Still deciding on which host to use to avoid welding glove option :wink:

Yup, narcotic addled mind is in full effect. Back still hurts but I can attain otherwise comfortable positions. The driver that I tortured is in an empty cocoa tin waiting to donate parts to other future builds. I was just barely able to resist pulverizing it with a hammer. My reasoning at the time was that everything I did with that driver was so pathetic that should my skill or luck continue and I took a hammer to it I would likely zing a fragment into my eye and lose the eye. So, nope not looking to fix it. I just replaced it with a FET Zener driver from RMM’s site. It’s a ferocious and ludicrous hand grenade of light. After 60 seconds it should step down from turbo and it very well might but it gets way the hell too hot to hold long before that.

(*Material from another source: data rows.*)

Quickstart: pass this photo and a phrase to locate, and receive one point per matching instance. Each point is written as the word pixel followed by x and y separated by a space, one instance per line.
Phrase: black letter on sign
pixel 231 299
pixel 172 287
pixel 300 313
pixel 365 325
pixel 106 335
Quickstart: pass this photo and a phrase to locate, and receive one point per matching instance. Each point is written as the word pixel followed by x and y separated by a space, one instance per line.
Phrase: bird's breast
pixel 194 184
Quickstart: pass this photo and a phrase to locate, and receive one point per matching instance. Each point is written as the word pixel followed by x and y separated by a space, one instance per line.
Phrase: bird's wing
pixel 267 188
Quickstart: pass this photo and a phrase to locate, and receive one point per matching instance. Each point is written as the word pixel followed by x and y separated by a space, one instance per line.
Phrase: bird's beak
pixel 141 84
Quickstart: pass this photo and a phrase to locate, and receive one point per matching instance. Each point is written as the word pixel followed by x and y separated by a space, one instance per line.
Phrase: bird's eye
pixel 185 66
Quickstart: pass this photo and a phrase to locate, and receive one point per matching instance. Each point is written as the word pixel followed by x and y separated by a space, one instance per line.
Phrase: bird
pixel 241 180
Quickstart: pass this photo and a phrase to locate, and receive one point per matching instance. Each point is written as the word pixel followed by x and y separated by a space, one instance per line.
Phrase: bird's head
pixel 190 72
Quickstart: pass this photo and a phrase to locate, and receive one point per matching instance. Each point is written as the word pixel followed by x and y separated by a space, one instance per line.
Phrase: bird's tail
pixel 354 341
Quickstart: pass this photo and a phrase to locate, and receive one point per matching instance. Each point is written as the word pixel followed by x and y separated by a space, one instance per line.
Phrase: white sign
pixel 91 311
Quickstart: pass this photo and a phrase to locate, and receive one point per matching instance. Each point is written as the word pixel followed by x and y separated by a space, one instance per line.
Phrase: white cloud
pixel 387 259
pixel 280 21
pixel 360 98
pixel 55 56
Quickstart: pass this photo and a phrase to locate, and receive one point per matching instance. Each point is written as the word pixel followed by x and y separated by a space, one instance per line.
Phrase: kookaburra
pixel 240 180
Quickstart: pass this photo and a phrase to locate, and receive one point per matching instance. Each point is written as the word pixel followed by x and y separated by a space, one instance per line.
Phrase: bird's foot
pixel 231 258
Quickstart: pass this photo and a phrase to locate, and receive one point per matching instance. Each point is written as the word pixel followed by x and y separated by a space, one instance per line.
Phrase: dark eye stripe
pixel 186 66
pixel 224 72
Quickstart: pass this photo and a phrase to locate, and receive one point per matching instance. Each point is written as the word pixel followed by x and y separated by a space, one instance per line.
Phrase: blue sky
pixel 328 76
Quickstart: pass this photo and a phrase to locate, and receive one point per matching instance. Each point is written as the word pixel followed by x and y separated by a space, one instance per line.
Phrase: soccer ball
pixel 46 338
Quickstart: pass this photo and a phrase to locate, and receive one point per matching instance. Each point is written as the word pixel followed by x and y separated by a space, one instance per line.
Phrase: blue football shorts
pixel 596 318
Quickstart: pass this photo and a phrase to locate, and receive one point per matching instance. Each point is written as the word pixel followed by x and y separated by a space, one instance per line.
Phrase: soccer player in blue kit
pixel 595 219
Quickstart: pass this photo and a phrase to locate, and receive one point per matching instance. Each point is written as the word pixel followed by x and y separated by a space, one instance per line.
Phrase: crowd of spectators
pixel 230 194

The element of danger makes it more cool, sorta.

Illuminaria, if I were to do it again I would get copper discs from Etsy.com.

This would be the best host without a doubt.

Awesome :slight_smile:

This has me curious if there are any 2x18650 tube lights and or how difficult it would be to make an mtg2 heatsink well in a solarforce gladiator

I don’t know of any straight-up-tube lights (head is same diameter as body) that take 2x18650 or 2x18500. There are plenty of opportunities for custom work of course.

In my mind one of the most straightforward custom builds would be to make a head which attached to Solarforce extensions, similar to what dsche has done with his OrthoDogs project. Two 18650 extensions attached to a tailcap leaves space for 2x18700 with about 1 or 2 threads. That's no good, so either use shorter cells or switch to 4x123A extensions. 63.9mm vs 33.6mm of non-nesting tube, so you'd net an extra 6.6mm of battery space. Since there is 10mm or more of dead, unthreaded space on the front of an extension tube you would have that to play with as well as the 5+mm of threaded area that your pill screws into (depending on springs etc). With 15mm you could fit a lot of the light engine inside the head. 5mm for the driver area, between 12 and 20mm for the reflector, then another 1.5mm for the lens, then something to retain that stuff.

At that point you're talking about a pretty long tube light, but it's actually still shorter than a Streamlight Stinger.